Au premier titre, « I see » on prend peur et on voit : du sous Dylan, la salle d’attente du psy traitant du trauma zimmermanien ne désemplira-t-elle donc jamais ? C’est que The Strange Boys sont de jeunes passéistes légitimement frustrés de n’avoir vécu une époque qu’on nous dit meilleure : avant. Saleté de nostalgie à la con. ‘Be Brave‘ est le deuxième opus des texans (américains, texans, passéistes, ils cumulent un peu…) et c’est un presque grand disque qui nous rappelle que nous vivons une époque pas très excitante faite de Ferme, de Houellebecq, d’iPhone et de jeux vidéo devenus les objets culturels les plus recherchés. On l’a déjà dit : toute une bande de gugusses se retranche ailleurs. Et dès le troisième titre, l’oreille se dresse, l’ailleurs apparait. On se voit à la frontière mexico-étasunienne à la recherche d’une bière faussement fraiche avec les mariachis déglingués de rigueur. Que les fans de Tarantino rappliquent, il y a quelque chose pour eux (‘Night Might‘, ‘Be Brave‘) dans les visions de séries B 70s de The Strange Boys.

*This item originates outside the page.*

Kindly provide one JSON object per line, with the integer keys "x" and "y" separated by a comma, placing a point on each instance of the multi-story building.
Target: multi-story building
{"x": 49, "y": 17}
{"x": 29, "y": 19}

Des guitares twang, une voix écorchées dans les aigus, une production tout ce qu’il y a de plus vintage, aucune trace de quoi que ce soit post 70’s, ce ‘Be Brave‘ évoque les estimables Willowz sans la fascination hard-rock, hourra. On y entend de la soul espagnole en anglais au son pourri infiniment cool sur la balade pour chialer dans sa bière « Between us ». Du White Stripes moins m’as-tu vu mais enrhumé (‘Dare I say‘). Grand écart quand ‘Friday in Paris‘ invoque le ‘Village Green Preservation Society‘ des Kinks. Que de l’enthousiasmant mais le lecteur attentif n’aura pas manqué de relever le presque avant grand disque ci-dessus. Oui, malheureusement, The Strange Boys s’essoufflent un peu sur la distance avec des balades un peu faciles et la fin du disque déçoit de manière générale. Pas assez toutefois pour qu’on ne recommande pas ce ‘Be Brave‘ à coup de formules toutes faites à la « un grand groupe est né », « un disque prometteur », « l’avenir s’annonce radieux », même si dans ce cas précis, l’avenir s’annonce passé.